Dead Sheepdog: Ethical Dilemmas in Software Development

The following case study comes from the field of engineering not software. It also deals with safety critical systems and dire consequences. It is included because it is a famous and well-understood example that provides a clear role model and that despite the stakes, presents dilemmas and pressures similar to those faced by developers on less critical systems.

Baura, G. Engineering Ethics: An Industrial Perspective, Elsevier Academic Press, Burlington VT, 2006

Roger Boisjoly was a Thiokol engineer who found “large arcs of blackened grease” on the solid boosters recovered from successful shuttle launches. He identified a correlation between cold temperatures and leakage of hot gases from the O-Ring seals in the solid boosters.

In January 1986, based on Boisjoly’s analysis and forecasts of cooler temperatures than ever experienced during a shuttle launch, Thiokol recommended the shuttle Challenger not launch.

NASA could not proceed over the contractor!s objections. “Appalled” by Thiokol!s recommendation, NASA held a private caucus with Thiokol management. A senior Thiokol executive was asked to, “take off his engineer hat and put on his management hat.” (Rogers Commission, 1986)

As a result, while still expressing concern, Thiokol withdrew their objection for lack of definitive proof. An age old argument for ignoring risk. By definition, no risk is certain.

Challenger exploded during launch killing all seven aboard. In the aftermath, Boisjoly testified before the shuttle commission which is why we know all this.

As a result of coming forward, Boisjoly experienced such a hostile workplace he was granted sick leave and then extended disability.

In 1988, Boisjoly was awarded the AAAS Scientific Freedom and Responsibility Award. He is considered a role model of ethical action.

The most important thing to learn from his example is that ethical behavior is not about certainty or infallibility.
Despite his expertise, insight and integrity lives were lost. At points he respected the chain of command even though he clearly disagreed with their decisions.

When it became clear he had, against his best efforts, contributed to tragedy, he stepped forward to take responsibility for his actions despite the consequences.

Stripped of these life-ending consequences, the situation Biosjoly faced was common.

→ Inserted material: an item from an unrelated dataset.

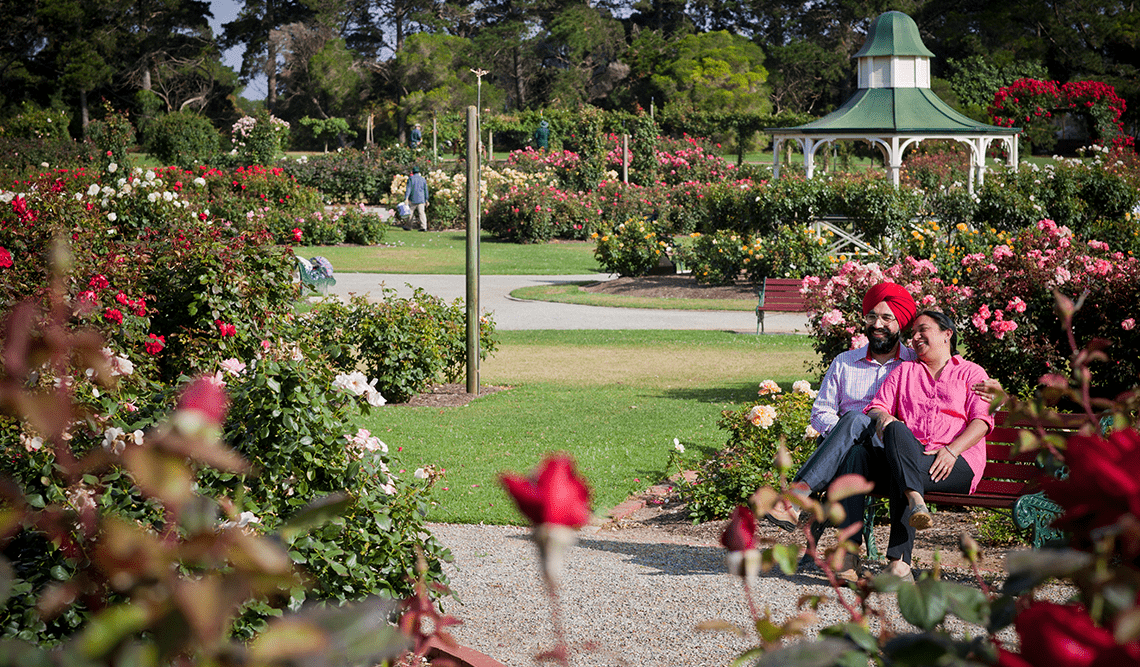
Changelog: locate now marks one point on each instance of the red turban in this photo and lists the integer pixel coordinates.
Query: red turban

As an expert, hands on with the technology, he anticipated risks supervising technical staff and managers did not. When challenged to definitively prove his concerns, he could not and he deferred.

At stake on one side was his individual and uncertain concern for the lives of the astronauts. On the other were immense costs of delay, the reputation of the shuttle program, the revenue stream of his employer and differing convictions of other engineers and managers.

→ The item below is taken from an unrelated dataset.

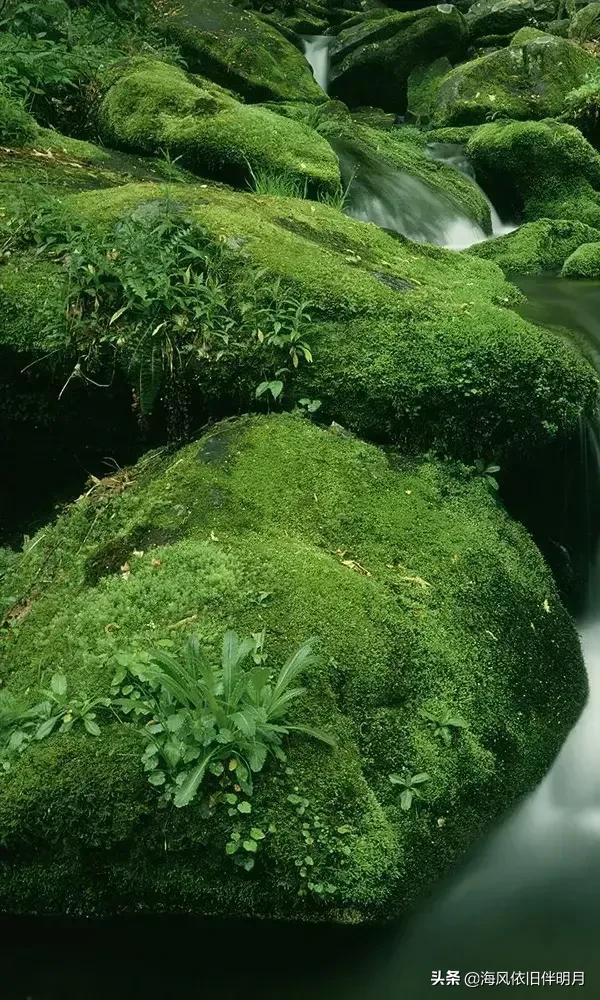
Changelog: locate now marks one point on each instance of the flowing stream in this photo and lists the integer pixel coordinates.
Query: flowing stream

A person in this circumstance might weigh what they surmise as the likelihood of a bad outcome against concerns for their livelihood and reputation. They might also consider the possibility that they were wrong and that their managers and other technical staff were right. A person with experience acting with good will might be expected to make the same decisions.
Therefore, while the pressures put upon him and others were unethical in that they did not take due care for the lives of others, his actions in those circumstances were ethical despite the eventual consequences.

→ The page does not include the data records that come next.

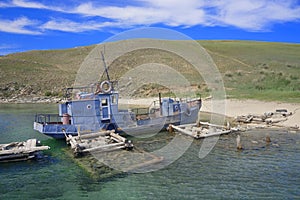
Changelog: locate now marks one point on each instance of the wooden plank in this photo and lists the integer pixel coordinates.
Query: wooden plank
(103, 147)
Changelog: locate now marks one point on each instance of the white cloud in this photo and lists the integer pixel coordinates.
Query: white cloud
(177, 13)
(21, 25)
(28, 4)
(8, 48)
(75, 27)
(255, 15)
(250, 15)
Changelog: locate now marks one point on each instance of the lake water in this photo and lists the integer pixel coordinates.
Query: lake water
(259, 171)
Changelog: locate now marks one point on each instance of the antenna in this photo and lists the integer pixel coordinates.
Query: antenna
(106, 71)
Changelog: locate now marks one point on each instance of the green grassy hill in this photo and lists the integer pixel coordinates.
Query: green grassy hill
(258, 70)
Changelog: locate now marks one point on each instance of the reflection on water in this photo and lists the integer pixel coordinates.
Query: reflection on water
(261, 170)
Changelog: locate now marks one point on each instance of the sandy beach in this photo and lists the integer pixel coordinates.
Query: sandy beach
(234, 108)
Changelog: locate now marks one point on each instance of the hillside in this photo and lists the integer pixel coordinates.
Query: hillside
(257, 70)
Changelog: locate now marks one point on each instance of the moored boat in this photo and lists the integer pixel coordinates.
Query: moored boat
(96, 107)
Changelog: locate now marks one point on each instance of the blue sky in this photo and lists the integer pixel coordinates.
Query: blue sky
(56, 24)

An ethical viewpoint doesn!t demand we have perfect insight into the future or that we immolate our careers but that we reasonably consider the implications of our actions on the broad set of stakeholders who might be affected.
However, while acting ethically may have absolved him of legal culpability, it did not resolve him of responsibility. Though he acted reasonably, a different course of action (however extreme) might have saved lives.

To his immense credit, Boisjoly acted from that sense of responsibility. Again, he might have chosen not to come forward leaving others to fix NASA. He could have quietly continued at Thiokol or he could have left for another job. Instead, he testified to the shuttle commission becoming a whistle blower.

In doing this, Boisjoly may have saved the lives of other astronauts. He certainly improved the execution justice and served the interests of the families of the deceased and the American public.